The Gustav Stickley House is a three-story wood frame Queen Anne style house in Syracuse, New York.

== History ==
The Gustav Stickley House was originally designed by architect Wellington Tabor and purchased in June 1900 by furniture designer Gustav Stickley. On the outside, it is similar to many other houses on the block and in the neighborhood, not far from Syracuse University. However, the chestnut wall paneling and beamed interior that Stickley designed is regarded as the first comprehensive American Craftsman residential interior in the United States.

Stickley owned this house between 1900 and 1911. On December 24, 1901, a chimney fire greatly damaged the house and the interior was renovated in 1902 by Stickley, who was by then a leading figure of the American Craftsman movement.
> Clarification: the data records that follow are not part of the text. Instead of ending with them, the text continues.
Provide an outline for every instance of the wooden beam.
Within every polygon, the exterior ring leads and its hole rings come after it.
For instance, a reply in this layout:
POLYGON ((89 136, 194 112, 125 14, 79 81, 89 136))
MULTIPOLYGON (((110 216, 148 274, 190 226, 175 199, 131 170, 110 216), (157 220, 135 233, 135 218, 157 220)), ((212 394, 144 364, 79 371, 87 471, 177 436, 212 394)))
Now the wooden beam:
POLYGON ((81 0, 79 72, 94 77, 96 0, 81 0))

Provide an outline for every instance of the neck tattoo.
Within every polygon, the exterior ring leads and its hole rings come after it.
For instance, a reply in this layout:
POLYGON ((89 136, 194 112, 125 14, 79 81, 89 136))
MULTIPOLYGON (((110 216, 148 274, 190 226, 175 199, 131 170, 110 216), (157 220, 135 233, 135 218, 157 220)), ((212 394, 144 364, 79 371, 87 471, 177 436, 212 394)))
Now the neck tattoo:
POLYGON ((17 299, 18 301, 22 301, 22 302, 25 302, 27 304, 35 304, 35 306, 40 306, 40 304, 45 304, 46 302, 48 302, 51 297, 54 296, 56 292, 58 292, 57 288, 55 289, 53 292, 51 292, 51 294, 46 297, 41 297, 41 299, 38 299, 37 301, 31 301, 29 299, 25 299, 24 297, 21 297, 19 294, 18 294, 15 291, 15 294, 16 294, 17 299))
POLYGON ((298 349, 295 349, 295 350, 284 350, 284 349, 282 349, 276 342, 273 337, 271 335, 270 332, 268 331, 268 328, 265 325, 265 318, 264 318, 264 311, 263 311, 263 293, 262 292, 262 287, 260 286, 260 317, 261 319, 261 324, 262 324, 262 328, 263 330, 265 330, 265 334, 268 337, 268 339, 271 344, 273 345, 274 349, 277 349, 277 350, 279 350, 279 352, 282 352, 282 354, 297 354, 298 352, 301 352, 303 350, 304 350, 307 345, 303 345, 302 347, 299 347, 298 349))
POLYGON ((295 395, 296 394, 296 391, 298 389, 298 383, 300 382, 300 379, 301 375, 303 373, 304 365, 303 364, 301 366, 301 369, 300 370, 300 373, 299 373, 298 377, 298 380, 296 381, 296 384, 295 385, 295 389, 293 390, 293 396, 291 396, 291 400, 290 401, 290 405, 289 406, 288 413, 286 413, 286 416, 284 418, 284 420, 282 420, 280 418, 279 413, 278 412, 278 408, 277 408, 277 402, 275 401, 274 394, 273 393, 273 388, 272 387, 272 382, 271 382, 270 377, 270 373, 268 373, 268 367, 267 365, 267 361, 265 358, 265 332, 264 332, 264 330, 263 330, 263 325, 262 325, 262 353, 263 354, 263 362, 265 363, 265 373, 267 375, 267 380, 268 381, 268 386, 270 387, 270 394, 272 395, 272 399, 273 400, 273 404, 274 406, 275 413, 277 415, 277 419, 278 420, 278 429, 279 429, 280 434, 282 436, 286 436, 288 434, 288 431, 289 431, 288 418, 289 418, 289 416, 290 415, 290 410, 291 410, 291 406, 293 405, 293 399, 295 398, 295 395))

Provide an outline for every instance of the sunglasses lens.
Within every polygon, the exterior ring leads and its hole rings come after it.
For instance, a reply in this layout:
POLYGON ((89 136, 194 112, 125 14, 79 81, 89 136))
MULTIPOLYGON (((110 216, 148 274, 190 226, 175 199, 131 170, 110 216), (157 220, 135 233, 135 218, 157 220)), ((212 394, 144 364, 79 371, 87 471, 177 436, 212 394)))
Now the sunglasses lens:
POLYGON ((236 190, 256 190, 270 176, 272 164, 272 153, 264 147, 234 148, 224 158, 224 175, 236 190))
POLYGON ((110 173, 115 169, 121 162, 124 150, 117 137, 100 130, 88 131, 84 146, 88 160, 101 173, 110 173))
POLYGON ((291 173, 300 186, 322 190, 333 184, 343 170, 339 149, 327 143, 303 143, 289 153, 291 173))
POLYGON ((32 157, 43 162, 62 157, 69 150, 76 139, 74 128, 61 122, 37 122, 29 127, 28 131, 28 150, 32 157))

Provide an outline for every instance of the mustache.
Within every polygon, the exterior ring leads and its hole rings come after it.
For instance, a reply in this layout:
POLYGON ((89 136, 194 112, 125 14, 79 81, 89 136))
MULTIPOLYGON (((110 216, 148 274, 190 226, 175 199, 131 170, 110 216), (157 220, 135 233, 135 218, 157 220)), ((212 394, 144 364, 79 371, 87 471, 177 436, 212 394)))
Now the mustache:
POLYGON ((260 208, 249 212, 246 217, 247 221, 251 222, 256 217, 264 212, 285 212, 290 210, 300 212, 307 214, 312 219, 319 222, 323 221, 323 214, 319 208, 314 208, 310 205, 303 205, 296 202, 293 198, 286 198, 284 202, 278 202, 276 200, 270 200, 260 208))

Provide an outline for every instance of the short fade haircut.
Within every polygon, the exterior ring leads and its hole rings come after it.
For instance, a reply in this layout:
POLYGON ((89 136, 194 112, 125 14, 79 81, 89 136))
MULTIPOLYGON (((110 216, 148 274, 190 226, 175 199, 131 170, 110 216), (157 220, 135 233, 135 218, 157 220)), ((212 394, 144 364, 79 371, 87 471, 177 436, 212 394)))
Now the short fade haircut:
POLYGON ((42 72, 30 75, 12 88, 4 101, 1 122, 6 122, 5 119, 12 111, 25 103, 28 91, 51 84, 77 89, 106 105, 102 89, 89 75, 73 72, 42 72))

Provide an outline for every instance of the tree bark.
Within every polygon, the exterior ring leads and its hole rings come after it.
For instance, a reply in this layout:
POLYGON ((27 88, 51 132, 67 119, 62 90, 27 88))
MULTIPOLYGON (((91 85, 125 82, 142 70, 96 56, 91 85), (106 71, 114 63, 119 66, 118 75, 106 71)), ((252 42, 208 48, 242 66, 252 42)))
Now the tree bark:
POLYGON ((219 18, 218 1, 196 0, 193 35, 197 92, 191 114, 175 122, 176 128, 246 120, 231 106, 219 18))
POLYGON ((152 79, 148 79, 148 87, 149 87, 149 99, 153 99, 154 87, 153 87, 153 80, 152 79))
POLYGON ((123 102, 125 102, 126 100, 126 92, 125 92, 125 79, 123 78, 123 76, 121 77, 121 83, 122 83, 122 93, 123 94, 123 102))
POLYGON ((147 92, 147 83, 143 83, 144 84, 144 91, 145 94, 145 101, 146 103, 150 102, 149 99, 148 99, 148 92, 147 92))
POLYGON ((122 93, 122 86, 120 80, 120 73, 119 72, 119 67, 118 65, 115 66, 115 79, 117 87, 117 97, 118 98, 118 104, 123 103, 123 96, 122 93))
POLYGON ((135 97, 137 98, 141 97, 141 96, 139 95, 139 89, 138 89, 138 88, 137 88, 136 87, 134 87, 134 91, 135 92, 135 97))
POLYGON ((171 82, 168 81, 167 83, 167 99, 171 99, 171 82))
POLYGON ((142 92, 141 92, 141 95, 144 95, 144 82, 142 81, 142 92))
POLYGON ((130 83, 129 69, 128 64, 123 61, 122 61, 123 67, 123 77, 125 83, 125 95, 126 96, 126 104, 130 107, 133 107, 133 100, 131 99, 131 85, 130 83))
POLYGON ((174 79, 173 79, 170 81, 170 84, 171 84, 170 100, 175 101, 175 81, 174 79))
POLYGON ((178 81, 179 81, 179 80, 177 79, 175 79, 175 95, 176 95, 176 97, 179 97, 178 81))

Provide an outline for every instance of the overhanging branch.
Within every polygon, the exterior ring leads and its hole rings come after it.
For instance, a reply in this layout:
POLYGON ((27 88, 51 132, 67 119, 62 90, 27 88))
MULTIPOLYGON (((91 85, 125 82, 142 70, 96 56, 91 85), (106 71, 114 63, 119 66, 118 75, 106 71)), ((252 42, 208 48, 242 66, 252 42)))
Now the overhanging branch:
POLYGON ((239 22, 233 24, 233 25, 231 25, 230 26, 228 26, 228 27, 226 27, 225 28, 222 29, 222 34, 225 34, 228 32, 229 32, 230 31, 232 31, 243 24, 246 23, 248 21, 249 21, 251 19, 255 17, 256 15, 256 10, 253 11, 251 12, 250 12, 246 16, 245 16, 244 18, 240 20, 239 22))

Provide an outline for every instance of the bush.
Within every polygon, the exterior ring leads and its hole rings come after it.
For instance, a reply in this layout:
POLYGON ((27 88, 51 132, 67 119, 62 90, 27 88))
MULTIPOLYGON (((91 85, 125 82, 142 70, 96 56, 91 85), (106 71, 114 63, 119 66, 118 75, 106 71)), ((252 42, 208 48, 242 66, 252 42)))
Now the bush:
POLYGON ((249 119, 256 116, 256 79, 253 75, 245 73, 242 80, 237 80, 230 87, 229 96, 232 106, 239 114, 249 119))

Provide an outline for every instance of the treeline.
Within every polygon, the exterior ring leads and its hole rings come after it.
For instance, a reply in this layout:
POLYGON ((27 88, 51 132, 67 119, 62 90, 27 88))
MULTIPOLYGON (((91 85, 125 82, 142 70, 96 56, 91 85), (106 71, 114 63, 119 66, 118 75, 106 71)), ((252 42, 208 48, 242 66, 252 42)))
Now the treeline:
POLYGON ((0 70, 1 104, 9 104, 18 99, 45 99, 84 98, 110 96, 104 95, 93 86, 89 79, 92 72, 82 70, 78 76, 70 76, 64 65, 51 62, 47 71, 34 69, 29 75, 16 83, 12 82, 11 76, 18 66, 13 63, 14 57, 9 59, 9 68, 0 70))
After the death of his wife, Gustav lived with his daughter Barbara Stickley Wiles & her family at this house from 1919 to his death there in 1942.

Renderings of the interior and floor plans were published in December 1902 in The Craftsman, a magazine that Stickley founded in 1901. A reprint of the article appears in the NRHP nomination document.

The house was added to the National Register of Historic Places in 1984. After being vacant for over 20 years and in very deteriorated condition a comprehensive exterior restoration was completed by the University Neighborhood Preservation Association in 2018. A not-for-profit "friends" group, the "Gustav Stickley House Foundation, Inc.", has been formed to fund raise and support the Phase 2 interior restoration. By 2020, the Stickley House foundation was raising $2.2 million to renovate the interior.